Il suo principale obiettivo è l’Ipercubo Cosmico. Peccato che non abbia una precisa idea di dove trovarne uno – giacché, se se ne avessero notizie, qualche individuo bramoso di potere se ne sarebbe già impadronito, rimodellando il cosmo. (Gli sovviene solo ora in mente che potrebbe essere già successo, e ciò che sta accadendo sarebbe lo strascico dei danni procurati dall’usurpatore della millantata onnipotenza dell’artefatto. Non può crederlo e scaccia il pensiero, scrollando il capo).
Ha solo un indizio nel suo bagaglio: il mondo in cui la leggenda dell’Ipercubo è vivida più che ovunque altro.

Pianeta Sciaul.

Un balzo nell’iperspazio l’ha condotto testé qui.

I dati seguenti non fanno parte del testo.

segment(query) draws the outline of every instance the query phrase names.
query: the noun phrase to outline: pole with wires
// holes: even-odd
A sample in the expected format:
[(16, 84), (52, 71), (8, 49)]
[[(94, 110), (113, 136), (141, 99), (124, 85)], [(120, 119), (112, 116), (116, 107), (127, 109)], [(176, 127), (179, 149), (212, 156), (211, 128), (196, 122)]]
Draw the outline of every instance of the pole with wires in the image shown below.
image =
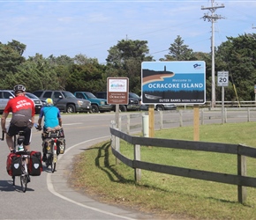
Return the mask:
[(215, 14), (215, 11), (219, 8), (224, 8), (224, 4), (222, 4), (221, 6), (214, 6), (215, 0), (212, 1), (212, 6), (211, 7), (204, 7), (202, 6), (202, 10), (209, 10), (212, 14), (208, 15), (207, 13), (203, 16), (204, 20), (208, 20), (212, 22), (212, 38), (211, 38), (211, 51), (212, 51), (212, 101), (211, 101), (211, 106), (215, 107), (216, 103), (216, 98), (215, 98), (215, 22), (216, 20), (223, 18), (222, 17)]

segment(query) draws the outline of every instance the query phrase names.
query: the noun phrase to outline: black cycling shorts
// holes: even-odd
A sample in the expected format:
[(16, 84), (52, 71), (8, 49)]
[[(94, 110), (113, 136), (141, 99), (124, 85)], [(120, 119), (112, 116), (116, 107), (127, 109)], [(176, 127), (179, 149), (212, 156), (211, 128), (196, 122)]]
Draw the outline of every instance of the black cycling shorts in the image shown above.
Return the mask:
[(28, 127), (17, 127), (16, 125), (10, 124), (7, 134), (10, 136), (13, 136), (17, 135), (20, 130), (25, 131), (25, 140), (23, 144), (29, 145), (31, 142), (31, 128), (29, 128)]

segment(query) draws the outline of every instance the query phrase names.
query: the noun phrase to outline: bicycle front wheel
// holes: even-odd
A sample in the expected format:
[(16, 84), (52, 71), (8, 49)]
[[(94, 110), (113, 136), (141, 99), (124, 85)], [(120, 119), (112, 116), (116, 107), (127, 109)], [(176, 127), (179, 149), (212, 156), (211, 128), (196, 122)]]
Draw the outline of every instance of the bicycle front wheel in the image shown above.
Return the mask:
[(20, 185), (21, 185), (21, 189), (25, 193), (26, 190), (26, 186), (27, 186), (27, 175), (26, 174), (22, 174), (20, 176)]

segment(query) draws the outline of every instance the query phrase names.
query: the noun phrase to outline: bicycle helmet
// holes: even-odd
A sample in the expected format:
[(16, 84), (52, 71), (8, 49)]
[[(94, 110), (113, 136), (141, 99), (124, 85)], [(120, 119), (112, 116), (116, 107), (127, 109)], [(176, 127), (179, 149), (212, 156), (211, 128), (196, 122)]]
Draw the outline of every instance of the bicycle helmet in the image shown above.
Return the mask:
[(14, 87), (13, 87), (13, 92), (14, 93), (19, 93), (18, 92), (25, 92), (26, 91), (26, 87), (22, 84), (16, 84)]
[(51, 99), (49, 99), (49, 98), (46, 99), (45, 102), (46, 102), (47, 106), (52, 106), (53, 105), (53, 100)]

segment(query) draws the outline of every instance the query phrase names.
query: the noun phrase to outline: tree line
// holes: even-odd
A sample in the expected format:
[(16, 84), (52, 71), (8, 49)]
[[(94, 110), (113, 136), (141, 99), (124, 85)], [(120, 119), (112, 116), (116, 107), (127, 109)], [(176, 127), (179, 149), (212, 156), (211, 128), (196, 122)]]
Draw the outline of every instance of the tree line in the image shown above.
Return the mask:
[[(149, 54), (147, 40), (121, 40), (108, 52), (106, 64), (85, 55), (43, 57), (41, 54), (25, 58), (26, 46), (18, 40), (0, 42), (0, 88), (11, 89), (24, 84), (28, 92), (35, 90), (107, 91), (107, 78), (129, 77), (129, 89), (141, 93), (141, 62), (155, 61)], [(225, 100), (254, 100), (256, 84), (256, 34), (227, 37), (215, 48), (215, 72), (229, 71), (230, 84)], [(211, 100), (211, 53), (194, 52), (177, 36), (169, 53), (159, 61), (205, 61), (207, 100)], [(216, 82), (217, 74), (215, 74)], [(216, 100), (222, 99), (222, 89), (216, 86)]]

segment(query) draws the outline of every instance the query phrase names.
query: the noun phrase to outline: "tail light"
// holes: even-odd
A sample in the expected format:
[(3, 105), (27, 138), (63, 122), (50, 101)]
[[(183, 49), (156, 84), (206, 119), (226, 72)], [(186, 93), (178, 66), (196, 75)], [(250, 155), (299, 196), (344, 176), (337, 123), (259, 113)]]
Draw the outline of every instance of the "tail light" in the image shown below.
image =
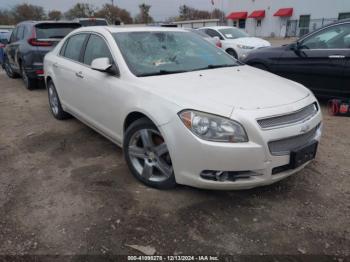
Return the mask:
[(31, 46), (52, 46), (52, 45), (53, 45), (52, 42), (49, 42), (49, 41), (41, 41), (41, 40), (36, 39), (35, 27), (33, 27), (32, 35), (31, 35), (31, 37), (28, 39), (28, 44), (30, 44)]

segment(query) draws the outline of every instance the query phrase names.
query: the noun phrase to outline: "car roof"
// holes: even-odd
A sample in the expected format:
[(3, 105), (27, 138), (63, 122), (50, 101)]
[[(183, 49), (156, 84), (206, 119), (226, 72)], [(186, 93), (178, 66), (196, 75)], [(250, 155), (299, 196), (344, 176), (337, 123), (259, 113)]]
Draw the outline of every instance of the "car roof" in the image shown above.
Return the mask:
[(187, 30), (176, 28), (176, 27), (157, 27), (157, 26), (130, 26), (130, 27), (123, 27), (123, 26), (88, 26), (88, 27), (81, 27), (77, 29), (75, 32), (91, 32), (96, 31), (99, 32), (100, 30), (106, 30), (110, 33), (122, 33), (122, 32), (188, 32)]

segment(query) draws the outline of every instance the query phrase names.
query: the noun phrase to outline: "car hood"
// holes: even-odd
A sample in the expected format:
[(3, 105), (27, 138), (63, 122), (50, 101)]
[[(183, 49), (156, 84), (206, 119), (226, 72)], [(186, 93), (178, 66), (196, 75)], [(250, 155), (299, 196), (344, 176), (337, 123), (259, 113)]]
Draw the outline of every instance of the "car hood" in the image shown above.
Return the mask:
[(310, 94), (300, 84), (250, 67), (237, 66), (140, 78), (150, 92), (182, 109), (230, 116), (232, 110), (291, 104)]
[(235, 43), (235, 44), (240, 44), (240, 45), (247, 45), (247, 46), (254, 46), (254, 47), (266, 47), (266, 46), (271, 46), (271, 44), (261, 38), (257, 37), (241, 37), (241, 38), (236, 38), (232, 40), (225, 40), (227, 43)]

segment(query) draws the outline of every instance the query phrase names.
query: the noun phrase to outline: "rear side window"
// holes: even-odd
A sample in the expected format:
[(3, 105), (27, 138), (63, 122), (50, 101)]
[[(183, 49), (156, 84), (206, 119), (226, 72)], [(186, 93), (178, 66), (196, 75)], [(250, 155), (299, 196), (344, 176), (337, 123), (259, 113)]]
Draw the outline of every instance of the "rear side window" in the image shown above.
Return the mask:
[(70, 37), (67, 40), (67, 44), (64, 44), (65, 51), (63, 56), (74, 61), (79, 61), (80, 53), (83, 48), (86, 36), (86, 34), (79, 34)]
[(105, 40), (97, 35), (91, 35), (85, 49), (84, 64), (91, 65), (94, 59), (102, 57), (108, 57), (111, 63), (113, 61)]
[(37, 39), (64, 38), (74, 29), (81, 27), (78, 23), (44, 23), (35, 26)]

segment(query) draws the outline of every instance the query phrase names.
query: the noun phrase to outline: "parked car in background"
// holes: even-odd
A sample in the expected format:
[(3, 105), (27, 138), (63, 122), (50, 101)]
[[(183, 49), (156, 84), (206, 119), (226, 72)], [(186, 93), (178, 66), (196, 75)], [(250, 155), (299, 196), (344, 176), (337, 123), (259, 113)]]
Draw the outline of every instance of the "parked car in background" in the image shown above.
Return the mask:
[(73, 20), (82, 26), (107, 26), (108, 22), (104, 18), (76, 18)]
[(44, 56), (72, 30), (73, 22), (25, 21), (13, 30), (5, 47), (4, 69), (10, 78), (22, 76), (25, 87), (35, 88), (43, 79)]
[(143, 183), (243, 189), (317, 151), (321, 110), (300, 84), (243, 65), (176, 28), (80, 28), (45, 56), (53, 116), (123, 147)]
[(217, 47), (222, 48), (222, 43), (221, 43), (219, 37), (210, 37), (206, 33), (202, 32), (200, 30), (197, 30), (197, 29), (186, 28), (185, 30), (190, 31), (192, 33), (195, 33), (195, 34), (201, 36), (204, 40), (207, 40), (209, 43), (212, 43), (213, 45), (216, 45)]
[(0, 65), (3, 64), (4, 61), (4, 48), (8, 44), (10, 39), (10, 31), (9, 30), (0, 30)]
[(221, 40), (222, 48), (231, 56), (243, 59), (249, 52), (271, 44), (261, 38), (252, 37), (246, 32), (231, 26), (212, 26), (199, 29), (211, 37)]
[(295, 43), (251, 52), (246, 64), (299, 82), (320, 97), (350, 97), (350, 20)]

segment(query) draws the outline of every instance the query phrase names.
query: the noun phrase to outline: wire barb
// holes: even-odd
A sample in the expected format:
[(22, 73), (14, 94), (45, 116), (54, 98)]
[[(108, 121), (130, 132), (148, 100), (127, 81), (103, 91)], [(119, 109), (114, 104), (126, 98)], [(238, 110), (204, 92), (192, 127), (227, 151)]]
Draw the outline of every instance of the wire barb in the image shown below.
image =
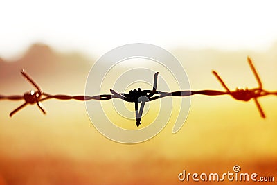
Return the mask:
[[(184, 90), (178, 91), (173, 92), (163, 92), (157, 91), (158, 75), (159, 72), (157, 72), (154, 75), (153, 88), (152, 90), (141, 90), (140, 88), (138, 89), (131, 90), (127, 93), (118, 93), (113, 89), (110, 89), (111, 94), (101, 94), (93, 96), (69, 96), (63, 94), (51, 95), (47, 93), (44, 93), (40, 87), (32, 79), (32, 78), (24, 70), (21, 69), (21, 73), (22, 76), (33, 85), (35, 87), (37, 91), (30, 91), (24, 94), (23, 96), (20, 95), (12, 95), (12, 96), (3, 96), (0, 95), (0, 100), (24, 100), (25, 103), (21, 105), (13, 110), (10, 114), (10, 116), (12, 117), (19, 110), (25, 107), (28, 104), (33, 105), (37, 104), (39, 109), (42, 112), (43, 114), (46, 114), (46, 112), (42, 104), (42, 101), (45, 101), (50, 99), (57, 99), (61, 100), (76, 100), (80, 101), (87, 101), (91, 100), (108, 100), (113, 98), (119, 98), (129, 103), (134, 103), (135, 105), (135, 114), (136, 126), (139, 126), (141, 123), (141, 117), (143, 112), (145, 105), (147, 102), (155, 100), (167, 96), (190, 96), (196, 94), (205, 95), (205, 96), (221, 96), (221, 95), (229, 95), (232, 96), (235, 100), (249, 101), (251, 99), (253, 99), (255, 104), (260, 112), (262, 118), (265, 118), (265, 114), (261, 105), (260, 105), (258, 98), (268, 95), (277, 96), (277, 91), (269, 91), (262, 89), (262, 83), (258, 76), (257, 70), (256, 69), (252, 60), (250, 57), (247, 57), (247, 61), (250, 66), (250, 68), (257, 80), (258, 87), (253, 89), (236, 89), (235, 91), (231, 91), (225, 82), (223, 81), (220, 75), (215, 71), (212, 71), (212, 73), (215, 76), (217, 80), (220, 82), (221, 85), (224, 87), (226, 91), (217, 91), (217, 90), (199, 90), (199, 91), (191, 91)], [(141, 103), (141, 107), (139, 107), (138, 103)]]

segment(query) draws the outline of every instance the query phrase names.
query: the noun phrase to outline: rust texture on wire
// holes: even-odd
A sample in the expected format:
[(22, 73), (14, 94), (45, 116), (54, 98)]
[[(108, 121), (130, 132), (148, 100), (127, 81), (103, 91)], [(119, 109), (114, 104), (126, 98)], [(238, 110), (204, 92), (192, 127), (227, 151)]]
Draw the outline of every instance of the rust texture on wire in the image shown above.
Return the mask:
[[(39, 109), (44, 114), (46, 113), (42, 105), (42, 102), (49, 100), (49, 99), (57, 99), (57, 100), (76, 100), (80, 101), (87, 101), (90, 100), (107, 100), (112, 98), (119, 98), (125, 101), (134, 103), (135, 111), (136, 111), (136, 125), (138, 127), (141, 124), (141, 119), (143, 114), (145, 103), (148, 101), (154, 100), (163, 97), (172, 96), (188, 96), (195, 94), (201, 94), (206, 96), (220, 96), (220, 95), (229, 95), (233, 97), (235, 100), (249, 101), (253, 99), (256, 103), (256, 105), (260, 112), (260, 116), (265, 118), (265, 114), (260, 106), (258, 98), (268, 95), (277, 95), (277, 91), (269, 91), (265, 90), (262, 87), (262, 83), (258, 74), (258, 72), (253, 64), (253, 62), (249, 57), (247, 58), (248, 63), (250, 68), (258, 82), (258, 87), (253, 89), (236, 89), (235, 91), (231, 91), (226, 85), (225, 82), (218, 75), (218, 73), (213, 71), (212, 73), (217, 78), (217, 80), (220, 82), (222, 86), (225, 89), (225, 91), (216, 91), (216, 90), (200, 90), (200, 91), (178, 91), (174, 92), (163, 92), (157, 91), (157, 85), (158, 80), (158, 74), (156, 73), (154, 76), (153, 89), (152, 90), (141, 90), (140, 88), (138, 89), (132, 90), (129, 94), (126, 93), (117, 93), (116, 91), (110, 89), (111, 94), (102, 94), (97, 95), (93, 96), (68, 96), (68, 95), (51, 95), (42, 91), (40, 87), (32, 79), (32, 78), (27, 74), (27, 73), (21, 69), (21, 73), (23, 76), (31, 83), (36, 89), (36, 91), (30, 91), (25, 93), (23, 96), (14, 95), (14, 96), (2, 96), (0, 95), (0, 100), (24, 100), (25, 103), (20, 105), (19, 107), (13, 110), (10, 114), (10, 116), (12, 117), (15, 114), (21, 110), (22, 108), (28, 105), (37, 104)], [(138, 103), (141, 103), (141, 107), (138, 110)]]

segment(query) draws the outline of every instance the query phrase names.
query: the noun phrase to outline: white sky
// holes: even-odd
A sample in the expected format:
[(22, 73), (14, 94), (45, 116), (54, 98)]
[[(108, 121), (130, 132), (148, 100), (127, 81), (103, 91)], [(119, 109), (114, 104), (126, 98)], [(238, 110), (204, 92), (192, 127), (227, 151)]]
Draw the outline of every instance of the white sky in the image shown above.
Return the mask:
[(1, 1), (0, 56), (35, 42), (93, 56), (134, 42), (238, 50), (277, 41), (275, 1)]

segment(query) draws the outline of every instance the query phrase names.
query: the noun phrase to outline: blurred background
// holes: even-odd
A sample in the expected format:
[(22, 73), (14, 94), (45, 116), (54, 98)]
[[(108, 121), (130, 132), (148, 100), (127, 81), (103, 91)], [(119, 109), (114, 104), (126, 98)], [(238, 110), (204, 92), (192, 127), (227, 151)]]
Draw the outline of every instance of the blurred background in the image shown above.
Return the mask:
[[(277, 89), (274, 1), (10, 1), (1, 8), (1, 95), (33, 89), (20, 74), (22, 68), (45, 92), (84, 94), (97, 59), (134, 42), (155, 44), (175, 55), (193, 90), (223, 90), (213, 69), (231, 89), (257, 87), (248, 55), (265, 89)], [(98, 132), (84, 102), (51, 100), (43, 103), (46, 116), (29, 105), (10, 118), (10, 112), (23, 102), (1, 100), (0, 184), (190, 184), (179, 182), (183, 170), (220, 173), (236, 164), (243, 173), (276, 179), (277, 99), (259, 100), (266, 119), (252, 101), (193, 96), (177, 134), (172, 134), (172, 114), (159, 134), (134, 145), (115, 143)], [(148, 115), (155, 113), (155, 106), (159, 103)]]

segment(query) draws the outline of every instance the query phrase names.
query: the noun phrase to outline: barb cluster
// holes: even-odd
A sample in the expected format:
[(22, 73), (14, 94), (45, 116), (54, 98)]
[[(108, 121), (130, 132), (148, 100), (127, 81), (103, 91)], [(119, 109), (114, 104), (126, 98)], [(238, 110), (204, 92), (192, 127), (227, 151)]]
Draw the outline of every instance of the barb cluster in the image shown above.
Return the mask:
[[(258, 98), (268, 95), (277, 95), (277, 91), (269, 91), (263, 89), (262, 83), (260, 80), (260, 78), (258, 74), (258, 72), (255, 67), (253, 64), (251, 58), (248, 57), (247, 60), (250, 66), (250, 68), (258, 82), (258, 87), (256, 88), (253, 88), (249, 89), (247, 88), (241, 89), (237, 88), (235, 91), (231, 91), (226, 85), (224, 82), (222, 80), (221, 77), (218, 75), (218, 73), (215, 71), (212, 71), (213, 74), (215, 75), (217, 80), (224, 88), (224, 89), (226, 90), (225, 91), (216, 91), (216, 90), (200, 90), (200, 91), (185, 90), (185, 91), (174, 91), (174, 92), (159, 91), (157, 91), (157, 85), (158, 74), (159, 74), (159, 73), (157, 72), (154, 76), (153, 89), (152, 90), (141, 90), (141, 88), (138, 88), (138, 89), (132, 90), (129, 92), (129, 94), (127, 94), (127, 93), (118, 93), (114, 91), (113, 89), (110, 89), (110, 92), (111, 94), (102, 94), (93, 96), (72, 96), (68, 95), (51, 95), (43, 92), (40, 87), (32, 79), (32, 78), (30, 78), (30, 76), (28, 76), (26, 73), (26, 71), (24, 71), (24, 70), (22, 69), (21, 71), (21, 74), (30, 84), (32, 84), (35, 87), (36, 91), (31, 90), (28, 92), (24, 94), (23, 96), (0, 95), (0, 100), (5, 100), (5, 99), (10, 100), (24, 100), (25, 101), (24, 103), (23, 103), (21, 105), (16, 108), (10, 114), (10, 116), (12, 117), (15, 114), (16, 114), (17, 112), (19, 112), (20, 109), (21, 109), (28, 104), (33, 105), (35, 103), (37, 104), (37, 105), (38, 106), (39, 109), (42, 112), (42, 113), (46, 114), (46, 112), (42, 105), (42, 102), (49, 99), (57, 99), (62, 100), (73, 99), (80, 101), (87, 101), (90, 100), (111, 100), (112, 98), (119, 98), (129, 103), (134, 103), (136, 125), (138, 127), (139, 125), (141, 124), (141, 116), (146, 102), (152, 101), (169, 96), (188, 96), (195, 94), (202, 94), (206, 96), (230, 95), (235, 100), (242, 100), (247, 102), (249, 101), (251, 99), (253, 99), (261, 117), (265, 118), (265, 114), (259, 102), (258, 101)], [(141, 103), (141, 107), (138, 108), (138, 103)]]

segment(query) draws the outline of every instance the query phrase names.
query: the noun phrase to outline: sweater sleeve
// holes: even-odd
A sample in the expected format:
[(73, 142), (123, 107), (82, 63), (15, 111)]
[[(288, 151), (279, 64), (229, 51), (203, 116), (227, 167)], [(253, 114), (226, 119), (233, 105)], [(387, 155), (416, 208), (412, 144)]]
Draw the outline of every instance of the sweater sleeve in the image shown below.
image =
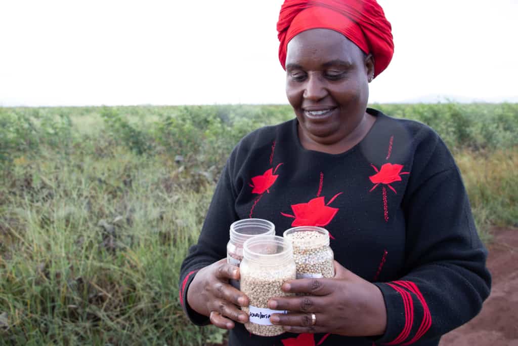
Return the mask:
[(226, 257), (230, 225), (237, 219), (234, 205), (236, 193), (231, 179), (231, 160), (227, 161), (214, 190), (197, 243), (189, 249), (180, 273), (180, 302), (195, 324), (209, 323), (208, 317), (193, 310), (187, 302), (187, 292), (196, 273)]
[(438, 339), (474, 317), (489, 295), (487, 251), (460, 172), (438, 137), (433, 151), (417, 150), (415, 155), (429, 159), (415, 165), (417, 177), (402, 203), (407, 222), (402, 276), (375, 284), (387, 311), (386, 332), (377, 344)]

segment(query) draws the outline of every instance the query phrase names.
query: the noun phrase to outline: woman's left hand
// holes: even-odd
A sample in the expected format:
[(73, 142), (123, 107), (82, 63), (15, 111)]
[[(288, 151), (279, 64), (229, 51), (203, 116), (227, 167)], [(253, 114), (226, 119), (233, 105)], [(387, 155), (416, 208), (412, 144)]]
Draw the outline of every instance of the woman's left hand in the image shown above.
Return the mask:
[[(381, 291), (335, 261), (333, 279), (290, 280), (282, 290), (311, 295), (272, 298), (268, 307), (288, 310), (274, 314), (272, 323), (294, 333), (332, 333), (348, 336), (384, 334), (386, 310)], [(312, 314), (315, 323), (312, 324)]]

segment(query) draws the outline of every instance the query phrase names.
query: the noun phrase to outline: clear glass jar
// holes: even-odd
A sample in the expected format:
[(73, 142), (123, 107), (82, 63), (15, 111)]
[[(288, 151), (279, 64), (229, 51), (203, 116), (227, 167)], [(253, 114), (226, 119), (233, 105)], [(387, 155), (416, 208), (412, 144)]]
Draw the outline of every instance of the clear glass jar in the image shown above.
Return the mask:
[[(239, 266), (243, 259), (243, 244), (256, 236), (275, 235), (275, 226), (263, 219), (249, 218), (234, 222), (230, 225), (230, 240), (227, 243), (227, 263)], [(239, 289), (239, 282), (232, 280), (231, 284)]]
[(293, 247), (297, 279), (335, 276), (334, 254), (329, 246), (327, 230), (302, 226), (286, 230), (283, 236)]
[(244, 324), (247, 330), (262, 336), (284, 333), (282, 326), (271, 324), (270, 315), (286, 311), (269, 309), (267, 304), (273, 297), (293, 295), (281, 289), (284, 282), (296, 276), (290, 242), (277, 236), (250, 238), (244, 242), (240, 268), (241, 290), (250, 299), (249, 306), (242, 308), (250, 320)]

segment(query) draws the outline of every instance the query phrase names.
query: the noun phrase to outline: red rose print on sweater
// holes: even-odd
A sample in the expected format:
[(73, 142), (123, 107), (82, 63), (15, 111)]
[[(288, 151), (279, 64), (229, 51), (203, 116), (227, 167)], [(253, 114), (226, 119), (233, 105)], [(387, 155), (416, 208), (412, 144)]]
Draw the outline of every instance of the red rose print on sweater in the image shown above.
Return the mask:
[[(279, 163), (277, 165), (277, 167), (275, 168), (276, 171), (279, 166), (281, 164), (282, 164)], [(269, 193), (270, 191), (268, 189), (274, 185), (274, 183), (275, 183), (277, 177), (279, 176), (278, 174), (275, 174), (274, 173), (274, 169), (270, 168), (263, 173), (262, 175), (257, 175), (252, 178), (252, 184), (248, 184), (251, 187), (253, 188), (253, 189), (252, 190), (252, 193), (261, 195), (266, 191)]]
[[(315, 346), (314, 335), (314, 334), (304, 333), (299, 334), (296, 338), (283, 339), (281, 341), (284, 346)], [(324, 340), (327, 339), (329, 336), (329, 334), (324, 335), (319, 341), (319, 343), (316, 344), (316, 346), (322, 344)]]
[[(321, 173), (320, 185), (315, 198), (310, 200), (307, 203), (292, 204), (291, 207), (294, 215), (281, 213), (281, 215), (286, 217), (295, 219), (292, 223), (292, 227), (299, 226), (316, 226), (323, 227), (328, 225), (338, 212), (338, 208), (334, 208), (329, 206), (329, 205), (343, 192), (338, 192), (326, 203), (325, 196), (320, 196), (322, 191), (323, 178), (324, 174)], [(335, 239), (330, 233), (329, 237), (333, 239)]]
[(313, 198), (308, 203), (300, 203), (292, 204), (292, 210), (295, 215), (281, 213), (284, 216), (293, 217), (295, 220), (292, 223), (292, 227), (299, 226), (318, 226), (324, 227), (331, 222), (338, 212), (338, 208), (333, 208), (328, 205), (342, 192), (337, 193), (327, 202), (324, 204), (324, 196)]
[[(388, 160), (390, 158), (391, 155), (392, 153), (392, 144), (393, 142), (394, 136), (392, 136), (391, 137), (388, 143), (388, 153), (387, 154), (386, 158), (385, 158), (386, 160)], [(401, 178), (402, 174), (410, 174), (410, 172), (401, 171), (403, 169), (403, 165), (402, 164), (390, 163), (384, 163), (379, 170), (372, 163), (370, 164), (370, 165), (376, 171), (376, 174), (369, 177), (370, 182), (375, 184), (374, 186), (369, 190), (369, 192), (371, 192), (381, 184), (383, 185), (386, 185), (394, 193), (397, 193), (396, 189), (390, 184), (396, 182), (400, 182), (402, 180)], [(387, 190), (385, 186), (382, 187), (382, 196), (383, 196), (383, 217), (385, 219), (385, 222), (388, 222), (388, 204), (387, 199)]]
[[(274, 141), (271, 145), (271, 153), (270, 154), (270, 165), (271, 165), (274, 161), (274, 153), (275, 152), (275, 141)], [(250, 208), (250, 213), (248, 215), (249, 217), (251, 218), (252, 217), (254, 213), (254, 209), (255, 209), (255, 206), (257, 205), (257, 203), (261, 200), (261, 197), (263, 197), (263, 194), (265, 192), (268, 193), (270, 193), (270, 188), (271, 187), (271, 186), (274, 185), (275, 181), (279, 177), (279, 175), (276, 174), (275, 173), (277, 171), (277, 169), (281, 164), (282, 164), (282, 163), (279, 163), (276, 167), (275, 170), (273, 168), (270, 168), (266, 170), (262, 174), (256, 175), (251, 179), (252, 182), (249, 183), (248, 185), (252, 188), (252, 193), (256, 193), (259, 196), (254, 201), (254, 204), (252, 205), (252, 207)]]
[(396, 193), (396, 190), (390, 185), (390, 183), (394, 182), (400, 182), (401, 176), (399, 174), (410, 174), (409, 172), (401, 172), (401, 170), (403, 169), (403, 165), (402, 164), (385, 163), (381, 166), (381, 169), (380, 170), (378, 170), (373, 164), (371, 164), (370, 165), (376, 171), (376, 174), (369, 176), (369, 179), (373, 184), (376, 185), (370, 189), (369, 192), (376, 188), (378, 185), (380, 184), (384, 184), (390, 187), (395, 193)]

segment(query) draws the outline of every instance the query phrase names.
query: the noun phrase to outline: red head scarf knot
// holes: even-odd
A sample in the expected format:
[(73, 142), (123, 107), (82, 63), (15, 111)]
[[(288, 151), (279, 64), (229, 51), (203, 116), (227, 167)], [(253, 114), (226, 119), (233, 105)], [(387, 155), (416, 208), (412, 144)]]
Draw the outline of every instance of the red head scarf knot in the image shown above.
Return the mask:
[(394, 54), (392, 27), (376, 0), (285, 0), (277, 22), (279, 60), (286, 69), (286, 48), (297, 34), (312, 29), (337, 31), (374, 57), (377, 76)]

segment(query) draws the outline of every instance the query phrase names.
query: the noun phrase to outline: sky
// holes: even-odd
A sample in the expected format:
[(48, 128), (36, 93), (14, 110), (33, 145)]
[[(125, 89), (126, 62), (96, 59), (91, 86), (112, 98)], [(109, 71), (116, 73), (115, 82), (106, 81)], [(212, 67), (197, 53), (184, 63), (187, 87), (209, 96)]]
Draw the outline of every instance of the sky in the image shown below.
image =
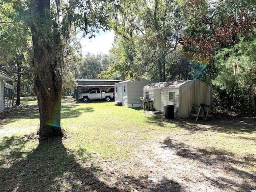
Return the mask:
[(114, 35), (114, 32), (101, 32), (96, 35), (95, 38), (88, 39), (88, 37), (82, 38), (80, 41), (82, 46), (83, 54), (89, 52), (94, 54), (102, 52), (104, 54), (108, 53), (112, 47)]

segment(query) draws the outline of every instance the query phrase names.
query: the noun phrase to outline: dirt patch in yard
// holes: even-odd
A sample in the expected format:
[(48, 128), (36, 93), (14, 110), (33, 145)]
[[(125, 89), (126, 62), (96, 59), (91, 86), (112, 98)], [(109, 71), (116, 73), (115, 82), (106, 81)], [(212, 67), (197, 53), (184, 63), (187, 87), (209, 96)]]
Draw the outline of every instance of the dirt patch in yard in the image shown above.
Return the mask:
[[(221, 114), (206, 121), (170, 120), (184, 130), (143, 141), (127, 162), (105, 162), (106, 173), (112, 176), (105, 182), (129, 191), (256, 192), (256, 154), (220, 150), (225, 144), (221, 138), (211, 140), (217, 132), (238, 139), (249, 133), (254, 136), (242, 138), (256, 144), (255, 120)], [(211, 144), (201, 145), (196, 140), (202, 137)]]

Concordato con l’aviazione il suo arrivo, Galan atterra sulla pista d’atterraggio più vicina alla sede centrale della Chiesa locale. Ha chiesto preventivamente udienza a colui che potremmo definire Papa, la suprema autorità spirituale di questa civiltà – “Se così si può chiamarla”, recita l’inconscio xenofobo dello scienziato. Un essere tanto riverito e potente potrebbe avere notizie dell’Ipercubo, o addirittura custodirlo.
Mentre i sottoposti della corte lo accompagnano, Galan si guarda intorno. L’architettura del posto è estremamente affascinante, sebbene gli sciaulani non abbiano avuto l’accortezza di seguire l’esempio di Taa e trasferire tutto l’operato “umano” altrove, per salvaguardare la natura incontaminata, di cui poco si avverte adesso.
Protetto dalla sua tuta, Galan procede, recriminando di non poter goder appieno del valore etologico di questa visita. Gli autoctoni non sono umanoidi, il che secondo l’opinione comune implica che non abbiano subito manipolazioni dagli Arcani – anche se la teoria non ha mai trovato conferma, nemmeno su Taa.
- Sua Santità, grazie di avermi ricevuto, con così poco preavviso – si china Galan, al cospetto del “Papa”.

Le sue facoltà empatiche permettono non solo di comunicare in un altro idioma, ma anche di adeguarsi ai costumi locali, e fare così contento il suo interlocutore, che si sente appropriatamente riverito.
- Non si preoccupi, illustre Galan: anche se questi tempi di profonda crisi non richiedessero misure estreme, gli ambasciatori di Taa sono sempre i benvenuti, dato il rispetto incontrastato verso la vostra... illuminata civiltà.
Galan avverte una goccia di disprezzo in quel lago di ipocrisia: i taani sono atei, dal loro punto di vista; e ogni incontro tra le due culture è un’occasione, ai loro occhi, di portare su Taa la “buona novella”. Ma ormai l’agnosticismo si è diffuso nella galassia più velocemente della Peste. Che quest’ultima sia un... castigo divino?
- Grazie
. Sono venuto qui proprio per chiedere la Sua collaborazione nella sconfitta della Peste.
- Certamente un castigo divino per l’infedeltà – fa eco ai suoi stessi pensieri – ma sarebbe peccato arrendersi.
- Infatti – gli dà corda l’uomo – mi chiedevo se Lei avesse i mezzi per contrastare l’epidemia.
- Se li avessi, pensa che non li sfrutterei?
- Sbaglio a immaginare che non userebbe uno strumento del Maligno per sventare la minaccia?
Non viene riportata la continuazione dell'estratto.